2026. 08. 21 (金)

フィジカルAI、日常生活に浸透…中国ユニットリー時価総額71兆円・韓国タワーパレスに警備ロボット

  • ユニットリー上場初日629%暴騰

  • 中国ロボット祭りでホテル・物流・セキュリティロボットが総出動

  • 国内でもタワーパレスに警備ロボット…4四半期実戦投入

ヒューマノイドロボットユニットリーG1が観覧客と握手している写真[写真=聯合ニュース]
ヒューマノイドロボットユニットリーG1が観覧客と握手している。[写真=聯合ニュース]


人工知能(AI)が仮想データの世界を超え、物理的現実と直接相互作用する「フィジカルAI」が日常生活に深く浸透している。中国北京で開催されている世界最大のロボット祭りでは、ホテル・物流・セキュリティなど生活現場に即座に投入可能なロボットが多数公開され、国内ではLG CNSがソウル江南のタワーパレスに警備ロボットを導入し、ロボットの活動舞台が居住空間にまで広がっている。
 
20日、IT業界によると、19日に上海証券取引所の科創板(スターマーケット)に上場した中国のユニットリーは、初日の株価が公募価格(150.8元)に対して629%暴騰し、1100元に達し、取引中の企業価値は4450億元(約92兆円)、取引終了時には3418億元(約71兆円)を記録した。中国本土の証券市場に上場した初のヒューマノイドロボット企業で、企業公開(IPO)の一般申込競争率は8000対1に達した。
 
フィジカルAIが生活密着型ロボットの段階に入る中、ロボット産業に対する市場の関心が急増したことが上場の成功の背景とされる。ユニットリーは今回の上場で調達した61億元(約1兆3000億円)を新製品の開発やAI訓練モデルの研究に投入し、技術格差をさらに広げる計画である。
 
国内の証券業界では、ユニットリーの上場成功がレインボーロボティクスやドゥサンロボティクスなど国内ロボット株の投資心理改善につながるとの分析が出ている。
 
ユニットリーが上場した日、北京経済技術開発区で開幕した「2026世界ロボット大会(WRC)」は、この流れを集約して示す舞台である。「人間と機械の共生、生産と需要の融合」をテーマに23日まで開催されるこの大会には、参加企業が300社を超え、2年前(169社)よりも倍近く増加し、展示品も3000点を超えている。

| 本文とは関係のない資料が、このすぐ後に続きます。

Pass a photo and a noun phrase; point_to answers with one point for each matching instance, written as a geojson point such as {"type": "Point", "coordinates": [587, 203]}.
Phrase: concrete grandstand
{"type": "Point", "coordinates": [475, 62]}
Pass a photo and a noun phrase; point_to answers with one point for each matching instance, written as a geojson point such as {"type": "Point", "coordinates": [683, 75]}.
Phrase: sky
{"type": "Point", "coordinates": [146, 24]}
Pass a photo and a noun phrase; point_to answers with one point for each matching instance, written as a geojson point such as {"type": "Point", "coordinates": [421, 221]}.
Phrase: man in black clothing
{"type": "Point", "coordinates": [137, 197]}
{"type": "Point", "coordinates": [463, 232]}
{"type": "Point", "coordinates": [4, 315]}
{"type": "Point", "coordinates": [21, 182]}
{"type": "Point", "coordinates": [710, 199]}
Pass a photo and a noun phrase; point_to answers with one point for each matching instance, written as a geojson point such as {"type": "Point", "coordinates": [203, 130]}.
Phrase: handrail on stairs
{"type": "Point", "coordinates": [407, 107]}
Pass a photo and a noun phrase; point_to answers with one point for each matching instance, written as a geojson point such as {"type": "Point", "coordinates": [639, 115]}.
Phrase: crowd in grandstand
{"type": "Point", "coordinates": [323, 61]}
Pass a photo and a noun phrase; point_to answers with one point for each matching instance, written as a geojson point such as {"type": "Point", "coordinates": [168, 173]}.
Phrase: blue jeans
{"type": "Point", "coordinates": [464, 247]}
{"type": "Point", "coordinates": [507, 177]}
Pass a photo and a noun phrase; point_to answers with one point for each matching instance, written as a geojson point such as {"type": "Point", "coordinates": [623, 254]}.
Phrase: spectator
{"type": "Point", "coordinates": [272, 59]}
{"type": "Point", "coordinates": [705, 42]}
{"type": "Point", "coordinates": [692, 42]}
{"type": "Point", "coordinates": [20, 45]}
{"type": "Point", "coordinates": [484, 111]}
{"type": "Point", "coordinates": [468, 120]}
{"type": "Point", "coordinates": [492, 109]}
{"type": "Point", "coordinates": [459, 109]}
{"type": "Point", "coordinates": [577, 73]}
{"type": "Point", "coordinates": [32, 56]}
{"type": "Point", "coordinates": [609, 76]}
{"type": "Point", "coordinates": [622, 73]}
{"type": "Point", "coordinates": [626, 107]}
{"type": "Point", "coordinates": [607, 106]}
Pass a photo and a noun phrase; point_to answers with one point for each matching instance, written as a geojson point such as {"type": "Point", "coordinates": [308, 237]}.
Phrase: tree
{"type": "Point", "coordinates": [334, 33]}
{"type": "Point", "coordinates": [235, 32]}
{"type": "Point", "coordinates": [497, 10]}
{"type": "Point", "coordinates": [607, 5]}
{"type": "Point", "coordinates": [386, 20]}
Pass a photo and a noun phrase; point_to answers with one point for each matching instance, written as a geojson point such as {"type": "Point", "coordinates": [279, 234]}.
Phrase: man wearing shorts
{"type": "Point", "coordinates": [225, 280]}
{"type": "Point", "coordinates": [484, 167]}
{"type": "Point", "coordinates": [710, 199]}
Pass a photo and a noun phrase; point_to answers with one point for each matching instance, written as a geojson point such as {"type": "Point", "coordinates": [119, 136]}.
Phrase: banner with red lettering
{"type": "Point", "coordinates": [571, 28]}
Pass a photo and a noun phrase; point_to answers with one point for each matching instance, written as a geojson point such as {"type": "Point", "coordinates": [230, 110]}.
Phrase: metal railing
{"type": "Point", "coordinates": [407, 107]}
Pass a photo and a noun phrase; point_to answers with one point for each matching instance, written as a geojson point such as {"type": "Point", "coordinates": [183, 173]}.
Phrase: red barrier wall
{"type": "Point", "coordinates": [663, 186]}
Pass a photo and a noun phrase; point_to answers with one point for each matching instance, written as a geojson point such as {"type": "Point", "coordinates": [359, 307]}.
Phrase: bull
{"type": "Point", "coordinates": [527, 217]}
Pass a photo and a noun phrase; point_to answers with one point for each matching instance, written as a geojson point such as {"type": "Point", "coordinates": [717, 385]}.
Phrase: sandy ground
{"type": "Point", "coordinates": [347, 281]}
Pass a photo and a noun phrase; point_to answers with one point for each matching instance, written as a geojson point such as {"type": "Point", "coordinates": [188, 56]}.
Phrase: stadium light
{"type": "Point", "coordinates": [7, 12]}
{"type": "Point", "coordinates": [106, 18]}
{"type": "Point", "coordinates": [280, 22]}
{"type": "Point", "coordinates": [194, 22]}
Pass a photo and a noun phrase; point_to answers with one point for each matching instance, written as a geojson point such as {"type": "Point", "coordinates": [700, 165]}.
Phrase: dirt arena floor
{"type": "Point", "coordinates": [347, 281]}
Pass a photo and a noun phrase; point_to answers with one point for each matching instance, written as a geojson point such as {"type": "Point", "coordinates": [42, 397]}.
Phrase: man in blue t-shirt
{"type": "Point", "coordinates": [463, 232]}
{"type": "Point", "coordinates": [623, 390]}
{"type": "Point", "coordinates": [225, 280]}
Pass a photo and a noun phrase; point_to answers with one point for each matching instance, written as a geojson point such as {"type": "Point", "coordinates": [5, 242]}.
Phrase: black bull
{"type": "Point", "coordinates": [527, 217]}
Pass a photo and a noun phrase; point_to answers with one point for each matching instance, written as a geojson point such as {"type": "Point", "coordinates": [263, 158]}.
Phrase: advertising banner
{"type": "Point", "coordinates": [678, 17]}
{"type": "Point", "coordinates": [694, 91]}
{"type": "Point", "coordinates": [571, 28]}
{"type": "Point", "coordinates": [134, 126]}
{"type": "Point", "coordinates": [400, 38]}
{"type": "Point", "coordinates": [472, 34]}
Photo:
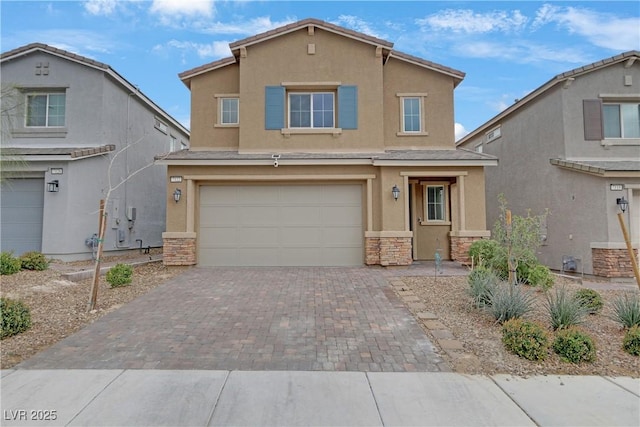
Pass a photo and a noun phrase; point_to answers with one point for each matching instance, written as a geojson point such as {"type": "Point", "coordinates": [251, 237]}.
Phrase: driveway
{"type": "Point", "coordinates": [331, 319]}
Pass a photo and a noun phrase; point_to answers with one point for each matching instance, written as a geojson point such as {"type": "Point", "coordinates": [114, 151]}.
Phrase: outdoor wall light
{"type": "Point", "coordinates": [396, 192]}
{"type": "Point", "coordinates": [53, 186]}
{"type": "Point", "coordinates": [622, 204]}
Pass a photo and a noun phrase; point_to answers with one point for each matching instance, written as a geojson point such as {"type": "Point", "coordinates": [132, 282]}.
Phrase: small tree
{"type": "Point", "coordinates": [519, 236]}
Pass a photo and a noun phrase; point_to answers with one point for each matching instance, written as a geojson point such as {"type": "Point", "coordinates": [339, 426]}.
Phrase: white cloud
{"type": "Point", "coordinates": [214, 50]}
{"type": "Point", "coordinates": [469, 22]}
{"type": "Point", "coordinates": [602, 29]}
{"type": "Point", "coordinates": [460, 131]}
{"type": "Point", "coordinates": [183, 8]}
{"type": "Point", "coordinates": [100, 7]}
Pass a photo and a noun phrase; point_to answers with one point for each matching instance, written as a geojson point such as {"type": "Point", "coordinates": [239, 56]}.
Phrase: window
{"type": "Point", "coordinates": [436, 203]}
{"type": "Point", "coordinates": [621, 120]}
{"type": "Point", "coordinates": [229, 111]}
{"type": "Point", "coordinates": [46, 110]}
{"type": "Point", "coordinates": [311, 110]}
{"type": "Point", "coordinates": [411, 115]}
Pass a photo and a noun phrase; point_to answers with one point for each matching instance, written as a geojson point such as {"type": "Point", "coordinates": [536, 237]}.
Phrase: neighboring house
{"type": "Point", "coordinates": [64, 118]}
{"type": "Point", "coordinates": [317, 145]}
{"type": "Point", "coordinates": [573, 146]}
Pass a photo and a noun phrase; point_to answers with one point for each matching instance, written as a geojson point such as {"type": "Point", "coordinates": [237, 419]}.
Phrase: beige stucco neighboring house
{"type": "Point", "coordinates": [318, 145]}
{"type": "Point", "coordinates": [573, 146]}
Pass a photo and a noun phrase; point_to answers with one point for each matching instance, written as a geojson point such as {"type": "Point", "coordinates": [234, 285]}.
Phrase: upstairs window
{"type": "Point", "coordinates": [311, 110]}
{"type": "Point", "coordinates": [46, 110]}
{"type": "Point", "coordinates": [621, 120]}
{"type": "Point", "coordinates": [411, 115]}
{"type": "Point", "coordinates": [229, 111]}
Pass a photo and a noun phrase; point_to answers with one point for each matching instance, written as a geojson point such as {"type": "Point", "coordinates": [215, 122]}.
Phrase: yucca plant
{"type": "Point", "coordinates": [626, 310]}
{"type": "Point", "coordinates": [511, 302]}
{"type": "Point", "coordinates": [564, 310]}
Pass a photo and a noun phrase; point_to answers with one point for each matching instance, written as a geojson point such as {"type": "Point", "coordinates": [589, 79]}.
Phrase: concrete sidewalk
{"type": "Point", "coordinates": [200, 398]}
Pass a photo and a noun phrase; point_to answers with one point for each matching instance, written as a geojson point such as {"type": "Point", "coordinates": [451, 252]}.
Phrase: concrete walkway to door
{"type": "Point", "coordinates": [296, 319]}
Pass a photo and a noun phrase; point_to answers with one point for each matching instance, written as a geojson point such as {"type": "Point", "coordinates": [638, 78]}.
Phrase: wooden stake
{"type": "Point", "coordinates": [96, 272]}
{"type": "Point", "coordinates": [632, 255]}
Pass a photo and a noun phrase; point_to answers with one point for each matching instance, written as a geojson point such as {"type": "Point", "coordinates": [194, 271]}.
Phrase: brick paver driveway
{"type": "Point", "coordinates": [333, 319]}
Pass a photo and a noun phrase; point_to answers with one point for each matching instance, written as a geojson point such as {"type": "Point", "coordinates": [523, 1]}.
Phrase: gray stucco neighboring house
{"type": "Point", "coordinates": [65, 119]}
{"type": "Point", "coordinates": [572, 146]}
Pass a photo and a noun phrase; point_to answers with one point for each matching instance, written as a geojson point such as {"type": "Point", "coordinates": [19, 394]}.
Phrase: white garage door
{"type": "Point", "coordinates": [21, 213]}
{"type": "Point", "coordinates": [281, 225]}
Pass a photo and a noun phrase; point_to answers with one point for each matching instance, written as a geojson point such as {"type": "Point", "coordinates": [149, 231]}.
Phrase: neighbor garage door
{"type": "Point", "coordinates": [280, 225]}
{"type": "Point", "coordinates": [21, 207]}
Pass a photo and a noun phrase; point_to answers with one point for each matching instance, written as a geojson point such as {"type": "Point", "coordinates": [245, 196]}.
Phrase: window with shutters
{"type": "Point", "coordinates": [311, 108]}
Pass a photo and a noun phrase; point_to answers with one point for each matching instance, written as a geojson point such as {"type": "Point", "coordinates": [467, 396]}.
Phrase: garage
{"type": "Point", "coordinates": [21, 214]}
{"type": "Point", "coordinates": [280, 225]}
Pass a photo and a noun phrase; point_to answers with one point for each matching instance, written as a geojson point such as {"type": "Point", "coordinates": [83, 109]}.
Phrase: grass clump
{"type": "Point", "coordinates": [15, 317]}
{"type": "Point", "coordinates": [9, 264]}
{"type": "Point", "coordinates": [564, 310]}
{"type": "Point", "coordinates": [631, 341]}
{"type": "Point", "coordinates": [34, 260]}
{"type": "Point", "coordinates": [119, 275]}
{"type": "Point", "coordinates": [525, 339]}
{"type": "Point", "coordinates": [510, 302]}
{"type": "Point", "coordinates": [482, 285]}
{"type": "Point", "coordinates": [590, 300]}
{"type": "Point", "coordinates": [626, 310]}
{"type": "Point", "coordinates": [574, 346]}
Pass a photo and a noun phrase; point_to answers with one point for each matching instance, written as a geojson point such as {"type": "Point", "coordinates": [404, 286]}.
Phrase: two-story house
{"type": "Point", "coordinates": [72, 129]}
{"type": "Point", "coordinates": [573, 146]}
{"type": "Point", "coordinates": [318, 145]}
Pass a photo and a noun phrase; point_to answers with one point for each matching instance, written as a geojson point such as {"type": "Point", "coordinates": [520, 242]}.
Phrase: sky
{"type": "Point", "coordinates": [506, 48]}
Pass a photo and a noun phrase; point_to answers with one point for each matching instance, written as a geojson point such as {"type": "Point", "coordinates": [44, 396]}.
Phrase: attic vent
{"type": "Point", "coordinates": [494, 134]}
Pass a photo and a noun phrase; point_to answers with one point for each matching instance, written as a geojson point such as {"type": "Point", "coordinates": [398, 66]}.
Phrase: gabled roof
{"type": "Point", "coordinates": [386, 46]}
{"type": "Point", "coordinates": [565, 78]}
{"type": "Point", "coordinates": [88, 62]}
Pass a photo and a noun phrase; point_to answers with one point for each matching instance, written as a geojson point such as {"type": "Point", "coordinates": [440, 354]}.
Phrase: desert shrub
{"type": "Point", "coordinates": [626, 310]}
{"type": "Point", "coordinates": [564, 310]}
{"type": "Point", "coordinates": [482, 284]}
{"type": "Point", "coordinates": [525, 339]}
{"type": "Point", "coordinates": [119, 275]}
{"type": "Point", "coordinates": [589, 299]}
{"type": "Point", "coordinates": [539, 275]}
{"type": "Point", "coordinates": [509, 302]}
{"type": "Point", "coordinates": [631, 341]}
{"type": "Point", "coordinates": [34, 261]}
{"type": "Point", "coordinates": [483, 252]}
{"type": "Point", "coordinates": [15, 317]}
{"type": "Point", "coordinates": [575, 346]}
{"type": "Point", "coordinates": [9, 264]}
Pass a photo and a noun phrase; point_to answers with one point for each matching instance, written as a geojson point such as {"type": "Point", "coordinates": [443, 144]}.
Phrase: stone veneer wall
{"type": "Point", "coordinates": [460, 248]}
{"type": "Point", "coordinates": [179, 251]}
{"type": "Point", "coordinates": [388, 251]}
{"type": "Point", "coordinates": [612, 262]}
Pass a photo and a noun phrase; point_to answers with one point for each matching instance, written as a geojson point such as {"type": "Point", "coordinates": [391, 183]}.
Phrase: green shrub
{"type": "Point", "coordinates": [15, 317]}
{"type": "Point", "coordinates": [631, 341]}
{"type": "Point", "coordinates": [482, 284]}
{"type": "Point", "coordinates": [9, 264]}
{"type": "Point", "coordinates": [626, 310]}
{"type": "Point", "coordinates": [119, 275]}
{"type": "Point", "coordinates": [575, 346]}
{"type": "Point", "coordinates": [540, 275]}
{"type": "Point", "coordinates": [525, 339]}
{"type": "Point", "coordinates": [34, 261]}
{"type": "Point", "coordinates": [564, 310]}
{"type": "Point", "coordinates": [590, 300]}
{"type": "Point", "coordinates": [482, 252]}
{"type": "Point", "coordinates": [509, 302]}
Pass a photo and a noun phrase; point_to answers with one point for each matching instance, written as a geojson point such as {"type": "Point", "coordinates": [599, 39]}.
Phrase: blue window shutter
{"type": "Point", "coordinates": [348, 107]}
{"type": "Point", "coordinates": [274, 107]}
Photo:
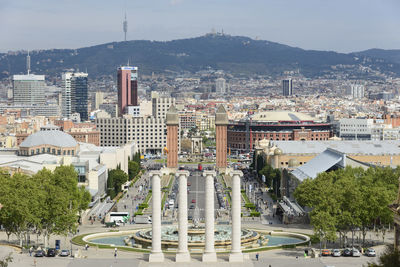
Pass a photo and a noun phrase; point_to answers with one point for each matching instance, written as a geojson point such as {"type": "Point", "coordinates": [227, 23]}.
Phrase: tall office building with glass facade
{"type": "Point", "coordinates": [287, 87]}
{"type": "Point", "coordinates": [127, 89]}
{"type": "Point", "coordinates": [29, 90]}
{"type": "Point", "coordinates": [75, 94]}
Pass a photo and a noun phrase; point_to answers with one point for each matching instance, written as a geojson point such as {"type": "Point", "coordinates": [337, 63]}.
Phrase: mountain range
{"type": "Point", "coordinates": [235, 54]}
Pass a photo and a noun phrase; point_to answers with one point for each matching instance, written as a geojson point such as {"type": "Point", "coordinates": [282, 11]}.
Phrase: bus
{"type": "Point", "coordinates": [119, 217]}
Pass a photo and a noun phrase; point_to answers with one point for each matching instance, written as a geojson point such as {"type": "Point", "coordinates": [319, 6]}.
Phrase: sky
{"type": "Point", "coordinates": [336, 25]}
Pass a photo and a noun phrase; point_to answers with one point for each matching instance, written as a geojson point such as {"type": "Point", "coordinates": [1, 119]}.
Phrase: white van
{"type": "Point", "coordinates": [171, 203]}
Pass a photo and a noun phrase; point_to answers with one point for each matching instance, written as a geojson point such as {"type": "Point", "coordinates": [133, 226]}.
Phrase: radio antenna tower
{"type": "Point", "coordinates": [125, 27]}
{"type": "Point", "coordinates": [28, 63]}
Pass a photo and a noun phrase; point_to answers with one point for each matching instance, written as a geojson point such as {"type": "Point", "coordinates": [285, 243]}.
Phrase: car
{"type": "Point", "coordinates": [336, 253]}
{"type": "Point", "coordinates": [370, 252]}
{"type": "Point", "coordinates": [51, 252]}
{"type": "Point", "coordinates": [39, 253]}
{"type": "Point", "coordinates": [64, 253]}
{"type": "Point", "coordinates": [326, 252]}
{"type": "Point", "coordinates": [355, 253]}
{"type": "Point", "coordinates": [346, 252]}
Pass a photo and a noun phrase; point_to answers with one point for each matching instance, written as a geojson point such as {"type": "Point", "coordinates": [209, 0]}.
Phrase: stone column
{"type": "Point", "coordinates": [209, 250]}
{"type": "Point", "coordinates": [236, 251]}
{"type": "Point", "coordinates": [183, 253]}
{"type": "Point", "coordinates": [156, 254]}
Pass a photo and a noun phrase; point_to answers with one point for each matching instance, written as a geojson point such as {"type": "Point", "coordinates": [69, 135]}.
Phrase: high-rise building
{"type": "Point", "coordinates": [127, 89]}
{"type": "Point", "coordinates": [287, 87]}
{"type": "Point", "coordinates": [220, 86]}
{"type": "Point", "coordinates": [28, 90]}
{"type": "Point", "coordinates": [75, 94]}
{"type": "Point", "coordinates": [149, 132]}
{"type": "Point", "coordinates": [357, 91]}
{"type": "Point", "coordinates": [98, 100]}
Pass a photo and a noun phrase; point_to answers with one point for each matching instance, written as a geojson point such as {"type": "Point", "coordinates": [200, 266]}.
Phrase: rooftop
{"type": "Point", "coordinates": [281, 116]}
{"type": "Point", "coordinates": [347, 147]}
{"type": "Point", "coordinates": [54, 138]}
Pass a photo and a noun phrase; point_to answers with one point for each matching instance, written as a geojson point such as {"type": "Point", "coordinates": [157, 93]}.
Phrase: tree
{"type": "Point", "coordinates": [353, 197]}
{"type": "Point", "coordinates": [18, 213]}
{"type": "Point", "coordinates": [47, 201]}
{"type": "Point", "coordinates": [389, 258]}
{"type": "Point", "coordinates": [7, 259]}
{"type": "Point", "coordinates": [62, 201]}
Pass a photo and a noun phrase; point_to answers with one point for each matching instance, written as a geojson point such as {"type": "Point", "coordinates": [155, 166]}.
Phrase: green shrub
{"type": "Point", "coordinates": [314, 239]}
{"type": "Point", "coordinates": [250, 205]}
{"type": "Point", "coordinates": [255, 214]}
{"type": "Point", "coordinates": [289, 246]}
{"type": "Point", "coordinates": [143, 206]}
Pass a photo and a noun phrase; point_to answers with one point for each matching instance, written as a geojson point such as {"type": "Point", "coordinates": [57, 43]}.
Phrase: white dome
{"type": "Point", "coordinates": [54, 138]}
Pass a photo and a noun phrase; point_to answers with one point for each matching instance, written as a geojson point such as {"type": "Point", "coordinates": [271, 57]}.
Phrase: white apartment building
{"type": "Point", "coordinates": [384, 132]}
{"type": "Point", "coordinates": [220, 86]}
{"type": "Point", "coordinates": [66, 94]}
{"type": "Point", "coordinates": [29, 89]}
{"type": "Point", "coordinates": [355, 128]}
{"type": "Point", "coordinates": [357, 91]}
{"type": "Point", "coordinates": [148, 132]}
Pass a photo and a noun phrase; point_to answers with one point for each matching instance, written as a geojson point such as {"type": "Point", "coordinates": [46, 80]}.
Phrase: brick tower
{"type": "Point", "coordinates": [172, 137]}
{"type": "Point", "coordinates": [221, 123]}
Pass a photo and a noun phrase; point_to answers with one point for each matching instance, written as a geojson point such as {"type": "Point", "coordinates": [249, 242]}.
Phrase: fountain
{"type": "Point", "coordinates": [250, 238]}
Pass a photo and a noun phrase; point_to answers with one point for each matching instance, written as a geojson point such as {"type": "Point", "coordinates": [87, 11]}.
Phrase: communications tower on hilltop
{"type": "Point", "coordinates": [125, 27]}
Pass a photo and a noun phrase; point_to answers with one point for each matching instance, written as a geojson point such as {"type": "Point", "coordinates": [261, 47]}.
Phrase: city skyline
{"type": "Point", "coordinates": [338, 26]}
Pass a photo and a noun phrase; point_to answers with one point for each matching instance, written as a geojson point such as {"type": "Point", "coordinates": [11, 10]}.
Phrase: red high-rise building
{"type": "Point", "coordinates": [127, 88]}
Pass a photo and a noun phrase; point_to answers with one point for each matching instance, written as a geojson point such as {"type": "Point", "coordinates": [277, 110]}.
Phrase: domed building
{"type": "Point", "coordinates": [53, 142]}
{"type": "Point", "coordinates": [276, 126]}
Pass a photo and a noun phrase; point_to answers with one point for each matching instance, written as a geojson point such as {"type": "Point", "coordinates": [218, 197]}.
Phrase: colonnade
{"type": "Point", "coordinates": [209, 254]}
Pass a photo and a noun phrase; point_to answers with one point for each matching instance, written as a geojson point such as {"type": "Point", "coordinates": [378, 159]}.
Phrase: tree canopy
{"type": "Point", "coordinates": [49, 202]}
{"type": "Point", "coordinates": [350, 198]}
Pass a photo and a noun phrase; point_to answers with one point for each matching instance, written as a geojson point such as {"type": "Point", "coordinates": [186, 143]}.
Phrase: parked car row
{"type": "Point", "coordinates": [348, 252]}
{"type": "Point", "coordinates": [51, 252]}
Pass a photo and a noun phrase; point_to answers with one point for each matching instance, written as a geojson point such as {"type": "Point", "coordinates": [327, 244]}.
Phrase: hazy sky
{"type": "Point", "coordinates": [339, 25]}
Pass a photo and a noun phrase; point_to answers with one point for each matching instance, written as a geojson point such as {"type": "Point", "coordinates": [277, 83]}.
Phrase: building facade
{"type": "Point", "coordinates": [75, 94]}
{"type": "Point", "coordinates": [280, 125]}
{"type": "Point", "coordinates": [220, 86]}
{"type": "Point", "coordinates": [355, 128]}
{"type": "Point", "coordinates": [29, 89]}
{"type": "Point", "coordinates": [127, 81]}
{"type": "Point", "coordinates": [357, 91]}
{"type": "Point", "coordinates": [149, 133]}
{"type": "Point", "coordinates": [287, 87]}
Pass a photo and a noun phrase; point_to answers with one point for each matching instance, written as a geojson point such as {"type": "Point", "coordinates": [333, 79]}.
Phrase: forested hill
{"type": "Point", "coordinates": [230, 53]}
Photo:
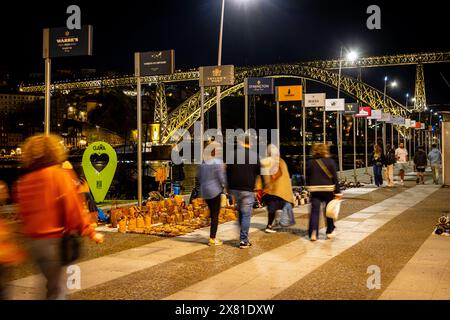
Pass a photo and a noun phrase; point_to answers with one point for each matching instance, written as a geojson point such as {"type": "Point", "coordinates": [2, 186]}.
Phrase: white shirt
{"type": "Point", "coordinates": [401, 155]}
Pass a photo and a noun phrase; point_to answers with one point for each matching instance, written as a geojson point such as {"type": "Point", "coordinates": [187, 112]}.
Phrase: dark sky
{"type": "Point", "coordinates": [255, 32]}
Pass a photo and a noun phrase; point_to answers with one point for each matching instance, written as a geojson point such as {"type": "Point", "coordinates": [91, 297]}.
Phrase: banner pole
{"type": "Point", "coordinates": [246, 104]}
{"type": "Point", "coordinates": [48, 72]}
{"type": "Point", "coordinates": [139, 126]}
{"type": "Point", "coordinates": [202, 120]}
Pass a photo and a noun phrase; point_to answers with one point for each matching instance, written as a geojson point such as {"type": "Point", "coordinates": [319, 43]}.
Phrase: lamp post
{"type": "Point", "coordinates": [393, 85]}
{"type": "Point", "coordinates": [219, 62]}
{"type": "Point", "coordinates": [351, 56]}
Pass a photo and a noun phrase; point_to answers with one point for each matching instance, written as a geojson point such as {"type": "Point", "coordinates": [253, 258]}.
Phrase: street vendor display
{"type": "Point", "coordinates": [168, 217]}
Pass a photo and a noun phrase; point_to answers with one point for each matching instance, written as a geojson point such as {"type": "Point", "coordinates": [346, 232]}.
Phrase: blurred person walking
{"type": "Point", "coordinates": [211, 174]}
{"type": "Point", "coordinates": [390, 162]}
{"type": "Point", "coordinates": [401, 155]}
{"type": "Point", "coordinates": [277, 185]}
{"type": "Point", "coordinates": [323, 184]}
{"type": "Point", "coordinates": [435, 158]}
{"type": "Point", "coordinates": [420, 164]}
{"type": "Point", "coordinates": [10, 254]}
{"type": "Point", "coordinates": [377, 160]}
{"type": "Point", "coordinates": [241, 177]}
{"type": "Point", "coordinates": [51, 210]}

約5万㎡の規模の展示場は、△スマート革新館 △スマート融合館 △スマート製造館 △スマート体験館など4つの館で構成され、ユニットリー、ユビテック、ギャラクシーゼネラル、フーリエなど中国の代表的なヒューマノイド企業が総出動した。
 
展示場では「働くロボット」が観覧客の目を引いた。青い制服に警察帽をかぶった警備ロボットの周りには人だかりができ、深センに本拠を置くアストリボットのロボットは、クレーンのような手でバッグを整理する様子をデモンストレーションした。通訳AI企業として有名なアイフライテックは、曲がりくねったステージを上り下りし、座った姿勢で荷物を検査するロボットを披露し、配送・物流センターへの投入可能性を証明した。
 
大会の事前イベントとして開催されたホテル用ロボット技術競技会では、ロボットが水筒を整理し、寝具を整える様子も公開された。タオルを畳むような繊細な動作は、これまでロボットが越えられない領域とされていたため、技術の飛躍を確認できるポイントであった。
 
国内でもフィジカルAIの生活密着型適用が始まった。LG CNSは同日、住宅施設管理企業タワーピエムシーと「警備ロボットソリューションサービス構築」に関する業務協定を締結し、ソウル江南のタワーパレスに四足歩行の警備ロボットを導入する。
 
両社は2ヶ月間の技術検証を経て、4四半期内に実際の運用に入る。ロボットはLG CNSのロボット転換(RX)プラットフォーム「フィジカルワークス」を基に、敷地内の空間構造や走行動線、転倒・火災などの異常状況データを学習し、共用スペースや地下駐車場を自律巡回する。電気自動車充電施設で高温が感知されるなどの火災リスクが検出されると、管理室に即座に通知する。

 LG CNSとタワーピエムシーは、今後ハンナムザヒル、アクロソウルフォレスト、レミアンワンベイリーなどにも警備ロボットを導入する計画である。警備ロボットがゴミを発見した場合、清掃ロボットに作業を依頼する異種ロボット間の協力体制も構築する計画である。